While briefing reporters UNDP Programme Officer Abdul Qadir shared the opinion of UN Resident Coordinator Jan Vandemoortele. He acknowledged the efforts of the Indus Dolphin Survey team in numerating the dolphins. The rising trend in the dolphin population is an indication of the growing awareness in local communities and the general public regarding the significance of the species, he said. He said that if repeated surveys rendered similar results in the future, this would proudly present Pakistan on the global map as a country that cared for its natural resources and took targeted action when it came to the protection and conservation of unique species.

The UNDP in partnership with the Global Environment Facility (GEF), Royal Netherlands Embassy, Federal Ministry of Environment and WWF embarked on a seven-year Pakistan Wetlands Programme in April 2005. The Indus dolphin survey is part of the baseline activities that will establish the scientific basis for designing the management plan of the Central Indus Wetlands Complex.

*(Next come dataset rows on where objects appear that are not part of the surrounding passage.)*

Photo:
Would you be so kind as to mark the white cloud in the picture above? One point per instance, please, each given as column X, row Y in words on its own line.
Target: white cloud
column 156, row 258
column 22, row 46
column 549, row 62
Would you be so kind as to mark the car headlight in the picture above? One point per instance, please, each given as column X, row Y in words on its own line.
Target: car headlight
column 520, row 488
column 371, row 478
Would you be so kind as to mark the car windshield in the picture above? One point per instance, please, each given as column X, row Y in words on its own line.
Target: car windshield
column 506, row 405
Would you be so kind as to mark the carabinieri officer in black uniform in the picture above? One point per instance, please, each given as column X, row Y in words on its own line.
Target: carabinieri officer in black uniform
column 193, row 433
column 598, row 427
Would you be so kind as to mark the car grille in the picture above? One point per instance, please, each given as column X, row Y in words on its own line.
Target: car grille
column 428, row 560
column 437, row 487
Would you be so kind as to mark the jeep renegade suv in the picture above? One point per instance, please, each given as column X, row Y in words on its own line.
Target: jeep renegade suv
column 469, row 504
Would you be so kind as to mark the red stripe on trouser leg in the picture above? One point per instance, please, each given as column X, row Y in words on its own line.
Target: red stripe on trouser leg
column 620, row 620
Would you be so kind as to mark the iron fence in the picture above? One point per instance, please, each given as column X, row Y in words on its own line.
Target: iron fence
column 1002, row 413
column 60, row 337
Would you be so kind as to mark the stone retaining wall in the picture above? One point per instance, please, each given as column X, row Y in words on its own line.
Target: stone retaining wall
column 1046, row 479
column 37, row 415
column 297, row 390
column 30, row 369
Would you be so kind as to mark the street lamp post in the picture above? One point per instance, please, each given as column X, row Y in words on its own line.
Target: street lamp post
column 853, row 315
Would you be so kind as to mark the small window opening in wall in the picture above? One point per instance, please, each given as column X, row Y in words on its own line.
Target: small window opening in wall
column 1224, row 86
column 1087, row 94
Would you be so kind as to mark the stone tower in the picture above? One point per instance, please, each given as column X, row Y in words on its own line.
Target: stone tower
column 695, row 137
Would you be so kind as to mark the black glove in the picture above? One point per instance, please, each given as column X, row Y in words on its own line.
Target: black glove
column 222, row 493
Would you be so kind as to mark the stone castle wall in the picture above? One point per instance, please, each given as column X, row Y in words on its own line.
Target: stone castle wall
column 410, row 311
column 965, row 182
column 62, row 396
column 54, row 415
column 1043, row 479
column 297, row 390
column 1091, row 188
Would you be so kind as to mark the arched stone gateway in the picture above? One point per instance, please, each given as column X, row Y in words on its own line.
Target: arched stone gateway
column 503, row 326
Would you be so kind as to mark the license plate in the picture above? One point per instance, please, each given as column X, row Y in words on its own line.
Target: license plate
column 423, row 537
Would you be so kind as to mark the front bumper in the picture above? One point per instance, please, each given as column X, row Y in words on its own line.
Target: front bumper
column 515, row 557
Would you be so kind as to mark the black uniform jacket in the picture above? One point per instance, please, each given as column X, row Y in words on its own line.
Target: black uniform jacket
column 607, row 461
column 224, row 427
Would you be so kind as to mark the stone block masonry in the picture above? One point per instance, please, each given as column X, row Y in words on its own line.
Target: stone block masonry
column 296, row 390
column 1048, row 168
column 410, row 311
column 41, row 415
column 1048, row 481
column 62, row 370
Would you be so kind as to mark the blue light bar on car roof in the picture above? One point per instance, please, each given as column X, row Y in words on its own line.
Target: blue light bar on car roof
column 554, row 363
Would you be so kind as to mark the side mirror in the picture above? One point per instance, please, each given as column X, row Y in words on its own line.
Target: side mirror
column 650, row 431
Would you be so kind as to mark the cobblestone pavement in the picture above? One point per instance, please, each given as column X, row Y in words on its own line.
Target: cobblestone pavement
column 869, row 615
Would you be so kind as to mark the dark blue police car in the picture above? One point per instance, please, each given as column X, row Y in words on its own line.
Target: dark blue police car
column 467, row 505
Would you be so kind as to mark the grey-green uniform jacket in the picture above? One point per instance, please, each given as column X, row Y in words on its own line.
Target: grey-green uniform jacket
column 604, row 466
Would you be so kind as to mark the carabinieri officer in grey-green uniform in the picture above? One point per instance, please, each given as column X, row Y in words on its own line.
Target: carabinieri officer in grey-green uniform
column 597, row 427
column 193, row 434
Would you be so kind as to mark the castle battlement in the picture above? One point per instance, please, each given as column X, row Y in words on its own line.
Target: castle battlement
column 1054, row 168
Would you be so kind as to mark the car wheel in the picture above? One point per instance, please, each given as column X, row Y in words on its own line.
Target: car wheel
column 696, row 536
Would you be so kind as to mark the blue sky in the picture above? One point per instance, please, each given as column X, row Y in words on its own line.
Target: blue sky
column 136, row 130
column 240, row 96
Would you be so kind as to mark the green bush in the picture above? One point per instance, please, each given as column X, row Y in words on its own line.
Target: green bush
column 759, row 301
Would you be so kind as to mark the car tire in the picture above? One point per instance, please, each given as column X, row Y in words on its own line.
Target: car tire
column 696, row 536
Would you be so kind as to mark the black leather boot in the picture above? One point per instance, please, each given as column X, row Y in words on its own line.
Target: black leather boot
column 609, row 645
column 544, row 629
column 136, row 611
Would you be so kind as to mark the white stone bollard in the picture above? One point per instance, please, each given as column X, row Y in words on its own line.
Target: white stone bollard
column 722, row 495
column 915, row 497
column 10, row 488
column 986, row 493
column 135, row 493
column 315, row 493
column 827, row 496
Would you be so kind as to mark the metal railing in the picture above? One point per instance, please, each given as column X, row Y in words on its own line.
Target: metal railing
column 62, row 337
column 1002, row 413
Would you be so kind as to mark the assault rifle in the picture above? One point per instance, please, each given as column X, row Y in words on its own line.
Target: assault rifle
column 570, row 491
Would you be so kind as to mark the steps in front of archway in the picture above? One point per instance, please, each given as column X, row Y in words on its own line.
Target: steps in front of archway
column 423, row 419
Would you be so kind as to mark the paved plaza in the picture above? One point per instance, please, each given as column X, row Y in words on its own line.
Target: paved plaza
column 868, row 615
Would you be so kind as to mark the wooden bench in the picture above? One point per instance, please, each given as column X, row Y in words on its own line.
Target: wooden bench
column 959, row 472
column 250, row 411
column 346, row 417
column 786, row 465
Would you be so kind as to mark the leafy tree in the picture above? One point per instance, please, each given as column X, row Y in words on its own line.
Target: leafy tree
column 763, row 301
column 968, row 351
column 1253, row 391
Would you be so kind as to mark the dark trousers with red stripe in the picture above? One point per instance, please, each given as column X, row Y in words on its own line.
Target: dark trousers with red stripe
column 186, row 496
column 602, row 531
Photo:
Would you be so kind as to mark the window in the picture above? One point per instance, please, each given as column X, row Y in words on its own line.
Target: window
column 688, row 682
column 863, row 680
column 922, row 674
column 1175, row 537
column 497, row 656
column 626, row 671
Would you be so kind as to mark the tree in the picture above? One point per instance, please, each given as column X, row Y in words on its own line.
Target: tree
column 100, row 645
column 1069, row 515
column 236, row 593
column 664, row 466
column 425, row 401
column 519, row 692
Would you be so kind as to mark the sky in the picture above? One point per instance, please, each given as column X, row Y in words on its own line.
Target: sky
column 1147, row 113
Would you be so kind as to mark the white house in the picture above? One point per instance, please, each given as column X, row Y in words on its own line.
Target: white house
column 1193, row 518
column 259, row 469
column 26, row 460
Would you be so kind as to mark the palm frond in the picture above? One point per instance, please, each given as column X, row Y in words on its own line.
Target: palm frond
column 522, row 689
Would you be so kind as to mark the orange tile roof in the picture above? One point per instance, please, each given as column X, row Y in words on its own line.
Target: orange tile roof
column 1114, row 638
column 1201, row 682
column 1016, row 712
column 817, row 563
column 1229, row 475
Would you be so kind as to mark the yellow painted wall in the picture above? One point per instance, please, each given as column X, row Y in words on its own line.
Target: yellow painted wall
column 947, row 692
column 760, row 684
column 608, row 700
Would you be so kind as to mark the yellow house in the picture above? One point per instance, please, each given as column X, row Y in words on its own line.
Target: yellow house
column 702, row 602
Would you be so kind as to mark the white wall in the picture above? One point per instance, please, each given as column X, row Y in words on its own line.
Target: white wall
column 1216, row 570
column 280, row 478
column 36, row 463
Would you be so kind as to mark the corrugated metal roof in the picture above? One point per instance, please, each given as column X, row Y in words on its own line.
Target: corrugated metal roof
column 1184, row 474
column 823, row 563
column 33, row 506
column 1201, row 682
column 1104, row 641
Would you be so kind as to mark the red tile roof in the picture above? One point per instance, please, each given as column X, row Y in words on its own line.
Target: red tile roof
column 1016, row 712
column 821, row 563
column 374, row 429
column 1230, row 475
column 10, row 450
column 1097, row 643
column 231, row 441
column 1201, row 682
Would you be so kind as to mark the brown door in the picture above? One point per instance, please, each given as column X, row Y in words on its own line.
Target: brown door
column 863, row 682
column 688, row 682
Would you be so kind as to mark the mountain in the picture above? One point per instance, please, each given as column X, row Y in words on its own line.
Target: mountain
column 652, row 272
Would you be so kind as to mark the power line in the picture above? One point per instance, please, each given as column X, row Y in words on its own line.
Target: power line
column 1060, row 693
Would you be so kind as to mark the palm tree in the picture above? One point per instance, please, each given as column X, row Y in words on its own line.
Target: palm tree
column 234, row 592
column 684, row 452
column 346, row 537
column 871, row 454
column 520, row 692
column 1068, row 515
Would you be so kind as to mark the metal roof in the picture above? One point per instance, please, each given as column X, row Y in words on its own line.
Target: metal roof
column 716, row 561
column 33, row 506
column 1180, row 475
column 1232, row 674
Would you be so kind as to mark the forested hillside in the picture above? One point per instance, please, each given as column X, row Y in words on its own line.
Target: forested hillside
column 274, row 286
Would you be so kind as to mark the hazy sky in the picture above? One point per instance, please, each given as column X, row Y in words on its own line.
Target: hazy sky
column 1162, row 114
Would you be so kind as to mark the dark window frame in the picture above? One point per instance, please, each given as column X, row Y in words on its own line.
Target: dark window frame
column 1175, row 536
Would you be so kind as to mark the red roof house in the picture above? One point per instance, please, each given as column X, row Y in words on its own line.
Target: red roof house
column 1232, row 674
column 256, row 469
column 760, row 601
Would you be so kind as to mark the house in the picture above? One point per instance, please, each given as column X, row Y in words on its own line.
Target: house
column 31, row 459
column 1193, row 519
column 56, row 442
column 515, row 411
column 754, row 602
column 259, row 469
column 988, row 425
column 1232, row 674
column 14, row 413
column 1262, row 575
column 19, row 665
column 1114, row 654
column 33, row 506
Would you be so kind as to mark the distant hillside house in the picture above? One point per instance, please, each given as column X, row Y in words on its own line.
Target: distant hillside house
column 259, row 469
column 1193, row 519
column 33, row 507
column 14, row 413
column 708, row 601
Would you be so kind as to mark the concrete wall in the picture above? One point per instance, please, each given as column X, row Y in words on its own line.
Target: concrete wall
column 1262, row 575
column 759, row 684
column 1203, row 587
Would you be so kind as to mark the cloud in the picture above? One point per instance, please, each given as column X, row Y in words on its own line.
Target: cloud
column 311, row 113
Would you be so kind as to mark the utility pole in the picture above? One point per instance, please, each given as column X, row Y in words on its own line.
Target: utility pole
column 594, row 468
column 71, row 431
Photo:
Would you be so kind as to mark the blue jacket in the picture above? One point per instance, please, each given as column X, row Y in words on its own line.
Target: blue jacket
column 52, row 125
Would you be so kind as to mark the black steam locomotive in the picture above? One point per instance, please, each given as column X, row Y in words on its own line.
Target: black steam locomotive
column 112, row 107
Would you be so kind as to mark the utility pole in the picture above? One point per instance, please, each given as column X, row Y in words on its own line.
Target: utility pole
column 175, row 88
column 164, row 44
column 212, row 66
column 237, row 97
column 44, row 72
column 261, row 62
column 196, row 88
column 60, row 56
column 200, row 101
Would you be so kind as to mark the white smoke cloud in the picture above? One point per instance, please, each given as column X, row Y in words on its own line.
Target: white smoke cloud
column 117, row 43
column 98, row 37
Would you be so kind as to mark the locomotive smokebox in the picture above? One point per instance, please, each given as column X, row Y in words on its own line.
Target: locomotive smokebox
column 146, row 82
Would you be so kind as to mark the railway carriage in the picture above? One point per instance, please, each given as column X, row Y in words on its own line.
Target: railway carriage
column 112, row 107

The Millennium Ecosystem Assessment undertaken by the United Nations (UN) between 2001 and 2005 concludes that wetland ecosystems have provided a diversity of services vital for social welfare and poverty alleviation. It has established that services from wetlands, such as food and fibre are essential for the general well-being of surrounding communities.

Supporting and regulating services (such as nutrient cycling and flood flow retention) are critical to sustaining vital ecosystem functions that deliver many benefits to people. In addition, wetlands have significant aesthetic, educational and cultural values, thereby providing invaluable opportunities for recreation and eco-tourism.

The wetlands provide many marketed and un-marketed benefits to the people of surrounding areas and the total economic value of unconverted wetlands is far greater than wetlands that are lost or altered.

Both inland and coastal wetlands significantly influence the nature of the hydrological cycle and therefore the supply of water used for irrigation, energy and transport. Physical and economic water scarcity and limited or reduced accesses to water are major challenges facing the society and are key factors in limiting economic development in several developing countries. The continued degradation of water quality increases with the prevalence of disease, especially for people dependent on the water supply and for species such as the Indus dolphin that dwell in these waters.

Major policy decisions in the next decades will need to address trade-offs among current and future uses of wetland resources. Particularly important trade-offs between competing users of water, water quality, land use and biodiversity. On this account, the Pakistan Wetlands Programme is a welcome opportunity and can provide a scientific basis not only to the leadership of the Environment Ministry, but also to development practitioners in taking informed decisions when it comes to the long-term sustainability of the wetlands in the country.

In addition to the Pakistan Wetlands Programme, the UNDP is also involved with its partners in the implementation of the Mountain Areas Conservancy Project, Sustainable Land Management Programme and Conservation of Species in Arid and Semi-arid Regions of Balochistan.

The State Environment Minister Malik Amin Aslam highlighted the importance and implications of the Indus River Blind Dolphin to the ecosystem. He also informed the media that budgetary allocations had been committed to monitor water quality throughout Pakistan and re-emphasised the need for protecting such endangered species.